Built on OpenAI and Anthropic
LexisNexis said the new solution is built upon a combination of OpenAI and Anthropic LLMs, hosted on Microsoft Azure and Amazon Bedrock (via AWS), respectively. No one will be surprised to see OpenAI referenced in this announcement. It is a de facto standard for LLM-enabled solutions and leads in both mindshare and market share today.
Anthropic is definitely included because of its unique 100,000 token context window. This means Anthropic can analyze 75,000 words of text in memory compared to somewhere between 6,000 and 25,000 for OpenAI models.

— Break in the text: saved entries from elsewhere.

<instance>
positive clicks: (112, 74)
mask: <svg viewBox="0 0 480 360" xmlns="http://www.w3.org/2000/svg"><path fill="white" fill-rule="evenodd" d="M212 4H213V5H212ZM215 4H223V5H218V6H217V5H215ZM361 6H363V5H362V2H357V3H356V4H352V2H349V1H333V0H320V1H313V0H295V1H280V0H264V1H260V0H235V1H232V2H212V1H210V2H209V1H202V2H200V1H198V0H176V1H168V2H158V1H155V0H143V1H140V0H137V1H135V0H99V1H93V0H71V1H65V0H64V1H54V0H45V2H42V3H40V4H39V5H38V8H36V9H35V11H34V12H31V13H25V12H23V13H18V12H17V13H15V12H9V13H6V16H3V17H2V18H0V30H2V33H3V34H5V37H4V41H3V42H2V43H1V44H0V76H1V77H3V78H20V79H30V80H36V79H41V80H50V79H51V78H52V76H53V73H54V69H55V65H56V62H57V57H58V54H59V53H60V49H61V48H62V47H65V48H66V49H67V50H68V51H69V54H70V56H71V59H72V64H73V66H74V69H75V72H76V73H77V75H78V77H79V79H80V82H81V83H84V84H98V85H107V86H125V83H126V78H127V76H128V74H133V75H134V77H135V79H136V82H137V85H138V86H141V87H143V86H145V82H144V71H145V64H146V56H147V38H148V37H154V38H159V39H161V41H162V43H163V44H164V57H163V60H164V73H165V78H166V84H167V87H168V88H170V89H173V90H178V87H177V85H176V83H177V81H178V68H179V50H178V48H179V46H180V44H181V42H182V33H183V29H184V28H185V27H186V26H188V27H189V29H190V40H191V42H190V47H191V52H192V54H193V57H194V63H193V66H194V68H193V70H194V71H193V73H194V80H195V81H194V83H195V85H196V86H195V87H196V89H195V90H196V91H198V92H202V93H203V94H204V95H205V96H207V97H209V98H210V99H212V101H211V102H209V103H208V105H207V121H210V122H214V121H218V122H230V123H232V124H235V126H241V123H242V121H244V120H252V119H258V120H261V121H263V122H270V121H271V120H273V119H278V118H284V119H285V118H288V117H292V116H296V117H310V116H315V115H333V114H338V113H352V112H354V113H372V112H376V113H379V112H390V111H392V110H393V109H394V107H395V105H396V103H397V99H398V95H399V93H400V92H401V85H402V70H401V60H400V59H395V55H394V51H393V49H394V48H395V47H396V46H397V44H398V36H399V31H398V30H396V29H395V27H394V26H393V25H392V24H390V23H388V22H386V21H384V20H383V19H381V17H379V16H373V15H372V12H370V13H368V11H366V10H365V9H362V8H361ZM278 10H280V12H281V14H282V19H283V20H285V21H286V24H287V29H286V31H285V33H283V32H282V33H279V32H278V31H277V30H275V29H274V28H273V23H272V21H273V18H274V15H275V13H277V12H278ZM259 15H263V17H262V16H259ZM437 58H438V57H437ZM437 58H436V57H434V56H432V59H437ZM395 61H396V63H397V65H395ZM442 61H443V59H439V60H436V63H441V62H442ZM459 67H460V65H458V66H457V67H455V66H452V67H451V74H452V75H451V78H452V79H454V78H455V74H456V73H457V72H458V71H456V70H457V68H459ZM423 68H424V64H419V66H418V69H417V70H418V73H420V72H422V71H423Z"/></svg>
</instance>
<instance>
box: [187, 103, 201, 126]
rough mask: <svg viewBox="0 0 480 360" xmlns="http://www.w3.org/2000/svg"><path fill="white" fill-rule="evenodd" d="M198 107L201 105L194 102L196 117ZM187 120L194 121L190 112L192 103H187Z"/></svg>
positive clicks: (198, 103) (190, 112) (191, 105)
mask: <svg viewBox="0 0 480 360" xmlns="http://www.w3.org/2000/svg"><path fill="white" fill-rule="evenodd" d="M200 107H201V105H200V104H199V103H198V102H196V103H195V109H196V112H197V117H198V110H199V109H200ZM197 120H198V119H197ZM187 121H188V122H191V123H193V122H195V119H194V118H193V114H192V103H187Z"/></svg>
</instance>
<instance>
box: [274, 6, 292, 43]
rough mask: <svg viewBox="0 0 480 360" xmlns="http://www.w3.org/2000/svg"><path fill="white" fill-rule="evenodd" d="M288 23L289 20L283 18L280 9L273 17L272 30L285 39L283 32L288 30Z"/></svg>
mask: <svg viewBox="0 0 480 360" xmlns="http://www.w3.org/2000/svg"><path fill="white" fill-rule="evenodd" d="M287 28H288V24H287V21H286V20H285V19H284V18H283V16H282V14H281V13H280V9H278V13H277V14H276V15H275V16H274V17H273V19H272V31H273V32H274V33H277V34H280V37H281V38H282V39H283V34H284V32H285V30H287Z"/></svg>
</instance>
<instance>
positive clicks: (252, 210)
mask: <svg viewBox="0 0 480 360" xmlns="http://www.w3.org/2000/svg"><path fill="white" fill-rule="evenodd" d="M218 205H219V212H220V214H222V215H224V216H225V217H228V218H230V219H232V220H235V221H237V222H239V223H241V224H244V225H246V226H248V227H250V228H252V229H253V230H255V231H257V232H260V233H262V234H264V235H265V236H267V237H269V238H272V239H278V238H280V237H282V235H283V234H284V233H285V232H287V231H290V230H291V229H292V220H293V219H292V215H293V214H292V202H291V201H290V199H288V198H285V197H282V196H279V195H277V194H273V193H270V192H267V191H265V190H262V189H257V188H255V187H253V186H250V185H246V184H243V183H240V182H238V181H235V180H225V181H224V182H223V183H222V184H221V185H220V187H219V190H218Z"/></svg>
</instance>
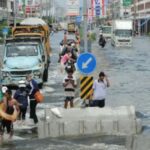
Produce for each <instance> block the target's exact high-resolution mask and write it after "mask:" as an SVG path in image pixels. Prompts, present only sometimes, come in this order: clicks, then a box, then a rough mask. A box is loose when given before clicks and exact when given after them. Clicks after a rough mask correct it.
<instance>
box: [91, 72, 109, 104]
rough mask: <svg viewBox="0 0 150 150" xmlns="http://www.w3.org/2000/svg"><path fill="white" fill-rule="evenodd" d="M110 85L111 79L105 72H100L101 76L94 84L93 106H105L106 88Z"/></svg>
mask: <svg viewBox="0 0 150 150" xmlns="http://www.w3.org/2000/svg"><path fill="white" fill-rule="evenodd" d="M109 86H110V83H109V80H108V78H107V76H106V75H105V73H104V72H100V73H99V78H98V79H97V80H95V81H94V84H93V102H92V106H93V107H104V106H105V98H106V88H107V87H109Z"/></svg>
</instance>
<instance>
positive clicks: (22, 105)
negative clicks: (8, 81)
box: [14, 80, 28, 123]
mask: <svg viewBox="0 0 150 150" xmlns="http://www.w3.org/2000/svg"><path fill="white" fill-rule="evenodd" d="M18 86H19V89H17V91H16V92H15V94H14V99H16V100H17V101H18V102H19V103H20V104H21V105H20V106H19V108H20V112H19V116H18V119H19V120H20V121H22V123H24V121H25V118H26V112H27V107H28V91H27V88H26V83H25V81H23V80H22V81H19V85H18Z"/></svg>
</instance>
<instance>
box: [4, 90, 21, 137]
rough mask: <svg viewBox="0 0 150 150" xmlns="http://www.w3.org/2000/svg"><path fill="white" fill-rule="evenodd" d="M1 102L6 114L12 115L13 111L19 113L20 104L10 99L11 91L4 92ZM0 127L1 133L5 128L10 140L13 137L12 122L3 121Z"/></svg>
mask: <svg viewBox="0 0 150 150" xmlns="http://www.w3.org/2000/svg"><path fill="white" fill-rule="evenodd" d="M3 102H4V111H5V112H6V113H7V114H9V115H12V114H13V112H14V110H15V109H17V110H18V111H19V105H20V104H19V103H18V102H17V101H16V100H15V99H13V98H12V91H11V90H9V89H8V90H7V91H6V93H5V97H4V98H3ZM2 125H3V131H4V130H5V128H6V130H7V133H8V134H9V138H11V137H12V136H13V121H11V120H7V119H3V120H2Z"/></svg>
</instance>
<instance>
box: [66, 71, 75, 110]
mask: <svg viewBox="0 0 150 150" xmlns="http://www.w3.org/2000/svg"><path fill="white" fill-rule="evenodd" d="M63 86H64V89H65V96H66V99H65V103H64V108H66V109H67V107H68V102H70V107H71V108H72V107H74V104H73V100H74V97H75V88H76V86H77V83H76V79H75V77H74V76H73V70H72V69H70V70H68V71H67V76H66V77H65V78H64V80H63Z"/></svg>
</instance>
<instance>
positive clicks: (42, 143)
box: [0, 32, 150, 150]
mask: <svg viewBox="0 0 150 150" xmlns="http://www.w3.org/2000/svg"><path fill="white" fill-rule="evenodd" d="M62 38H63V32H58V33H55V34H54V35H53V36H51V47H52V57H51V58H52V59H51V65H50V68H49V80H48V83H46V84H45V85H44V87H43V89H42V92H43V93H44V95H45V101H44V103H42V104H39V105H38V114H39V115H41V114H43V112H44V108H45V107H56V106H57V107H63V103H64V96H63V87H62V79H63V77H64V75H63V74H61V73H60V65H59V63H58V53H59V42H60V41H61V40H62ZM149 43H150V38H149V37H136V38H135V39H134V42H133V47H132V48H114V47H112V46H111V44H110V42H107V45H106V47H105V48H100V47H99V45H98V44H97V42H95V43H93V47H92V53H93V54H94V55H95V56H96V59H97V68H96V70H95V72H94V73H93V76H94V77H95V78H96V77H97V75H98V73H99V72H100V71H104V72H105V73H106V74H107V75H108V78H109V80H110V82H111V87H110V88H109V89H108V95H107V100H106V106H111V107H116V106H122V105H133V106H135V109H136V112H137V116H138V117H140V118H141V119H142V124H143V133H142V134H149V133H150V100H149V92H150V82H149V81H150V67H149V65H150V59H149V58H150V50H149ZM17 135H19V136H20V137H23V138H25V139H26V140H16V141H12V142H10V143H6V144H4V145H2V146H0V150H11V149H13V150H42V149H44V150H60V149H61V150H77V149H78V150H101V149H102V147H103V149H106V148H107V149H109V150H125V148H124V147H123V146H124V145H125V139H124V138H120V137H112V138H110V137H107V138H105V137H94V138H92V137H89V138H88V137H83V138H76V139H49V138H48V139H42V140H40V139H37V133H36V130H35V131H34V130H33V131H25V132H21V133H17ZM101 143H105V144H106V145H105V144H101ZM112 144H114V145H112ZM116 145H118V146H116ZM119 145H120V146H119ZM109 147H110V148H109Z"/></svg>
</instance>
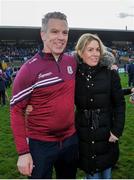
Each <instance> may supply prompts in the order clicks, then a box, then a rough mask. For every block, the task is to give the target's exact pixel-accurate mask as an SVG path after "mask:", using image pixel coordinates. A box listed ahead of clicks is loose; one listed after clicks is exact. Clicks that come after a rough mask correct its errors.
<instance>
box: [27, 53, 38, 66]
mask: <svg viewBox="0 0 134 180" xmlns="http://www.w3.org/2000/svg"><path fill="white" fill-rule="evenodd" d="M40 59H41V57H40V55H39V53H36V54H35V55H34V56H33V57H32V58H30V59H28V60H27V61H26V62H25V63H24V66H31V65H34V64H37V63H38V62H39V60H40Z"/></svg>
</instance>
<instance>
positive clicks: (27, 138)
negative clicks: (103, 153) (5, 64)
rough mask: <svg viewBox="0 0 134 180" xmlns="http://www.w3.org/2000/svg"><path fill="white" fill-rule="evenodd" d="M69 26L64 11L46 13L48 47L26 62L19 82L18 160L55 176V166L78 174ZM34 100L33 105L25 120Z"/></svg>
mask: <svg viewBox="0 0 134 180" xmlns="http://www.w3.org/2000/svg"><path fill="white" fill-rule="evenodd" d="M68 30H69V29H68V23H67V19H66V16H65V15H64V14H62V13H60V12H52V13H48V14H46V15H45V16H44V18H43V19H42V28H41V38H42V41H43V45H44V47H43V50H42V51H41V52H39V53H37V54H35V56H34V57H33V58H31V59H30V60H28V61H27V62H26V63H25V64H24V65H23V66H22V67H21V69H20V70H19V72H18V73H17V76H16V78H15V80H14V84H13V96H12V99H11V102H10V104H11V127H12V130H13V134H14V138H15V143H16V147H17V151H18V154H19V158H18V162H17V166H18V169H19V171H20V173H21V174H23V175H28V176H30V178H33V179H42V178H44V179H46V178H47V179H51V178H52V170H53V166H54V167H55V170H56V178H58V179H70V178H71V179H75V178H76V170H77V167H76V162H77V155H78V139H77V135H76V130H75V124H74V123H75V122H74V86H75V71H76V62H75V60H74V58H73V57H71V56H68V55H65V54H64V53H63V51H64V49H65V47H66V44H67V40H68ZM28 104H31V105H32V106H33V111H32V112H31V113H30V115H29V116H28V117H27V120H26V122H25V116H24V111H25V109H26V106H27V105H28ZM27 140H28V141H27Z"/></svg>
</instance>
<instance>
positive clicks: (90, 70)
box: [75, 34, 125, 179]
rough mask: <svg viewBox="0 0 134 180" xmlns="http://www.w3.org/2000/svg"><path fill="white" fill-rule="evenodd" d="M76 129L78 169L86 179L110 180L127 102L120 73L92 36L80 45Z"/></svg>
mask: <svg viewBox="0 0 134 180" xmlns="http://www.w3.org/2000/svg"><path fill="white" fill-rule="evenodd" d="M76 51H77V55H78V60H79V61H78V69H77V73H76V88H75V89H76V93H75V104H76V129H77V133H78V137H79V166H80V169H82V170H84V171H85V173H86V178H87V179H108V178H111V169H112V167H113V166H114V165H115V164H116V162H117V160H118V157H119V147H118V140H119V137H120V136H121V135H122V132H123V128H124V122H125V100H124V96H123V92H122V89H121V84H120V78H119V75H118V72H117V71H115V70H111V69H110V68H108V64H107V61H106V62H104V58H103V57H102V55H103V52H104V50H103V44H102V42H101V40H100V39H99V38H98V37H97V36H96V35H93V34H83V35H82V36H81V37H80V39H79V40H78V42H77V45H76Z"/></svg>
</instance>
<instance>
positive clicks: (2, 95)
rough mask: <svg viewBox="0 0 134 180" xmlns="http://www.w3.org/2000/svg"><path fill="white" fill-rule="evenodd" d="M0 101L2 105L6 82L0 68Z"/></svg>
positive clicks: (1, 71) (5, 85) (2, 102)
mask: <svg viewBox="0 0 134 180" xmlns="http://www.w3.org/2000/svg"><path fill="white" fill-rule="evenodd" d="M0 101H1V106H4V105H5V104H6V84H5V79H4V76H3V72H2V69H0Z"/></svg>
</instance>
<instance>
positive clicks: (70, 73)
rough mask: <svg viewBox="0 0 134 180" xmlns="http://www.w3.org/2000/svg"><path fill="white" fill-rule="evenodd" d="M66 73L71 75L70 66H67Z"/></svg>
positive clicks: (71, 72)
mask: <svg viewBox="0 0 134 180" xmlns="http://www.w3.org/2000/svg"><path fill="white" fill-rule="evenodd" d="M67 72H68V74H73V69H72V66H67Z"/></svg>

The video above shows a use case where documents are uploaded. The demonstration shows Lexis+ AI summarizing the documents and answering questions about them. If you have a lot of documents, OpenAI’s context window will be too small to meet the need.
A bonus for including Anthropic may be a reduced reliance on OpenAI. This may provide LexisNexis with more flexibility if OpenAI or Anthropic fail to keep up with new features developed by other LLM providers or raise prices. Building the solution to support multiple LLM endpoints likely means they can more easily swap out either provider for an alternative. This does not mean it will be easy, but it will be easier with a more flexible architecture.
Legal Efficiency
LexisNexis is not the first company to provide LLM-enabled solutions for lawyers. OpenAI has invested Harvey, which positions itself as generative AI for elite law firms, though it does not exactly explain what that means. Harvey has announced a partnership with PwC and the law firm Allen & Overy. A&O said that its lawyers used Harvey for 40,000 daily queries during its trial period.
Further along the adoption path is Spellbook, which launched in November 2022. The company, formerly known as Rally Legal, says that over 1,000 legal teams use its generative AI solution that is customized on top of the GPT-3.5 and GPT-4 models from OpenAI. It has a broad feature set that is focused on drafting, editing, reviewing, and negotiating contracts. The company told Synthedia earlier this year that it received over 30,000 requests to use its software in the first six months after launch.
LexisNexis will further accelerate generative AI adoption across the legal profession. The company has thousands of customers across more than 150 countries. It also hosts over 2.5 petabytes of information, which the company says is 150 times larger than Wikipedia. Lexis+ AI will certainly put generative AI within easy reach of more lawyers. Importantly, the generative AI features are provided by a trusted brand and integrated into a solution that many lawyers use frequently.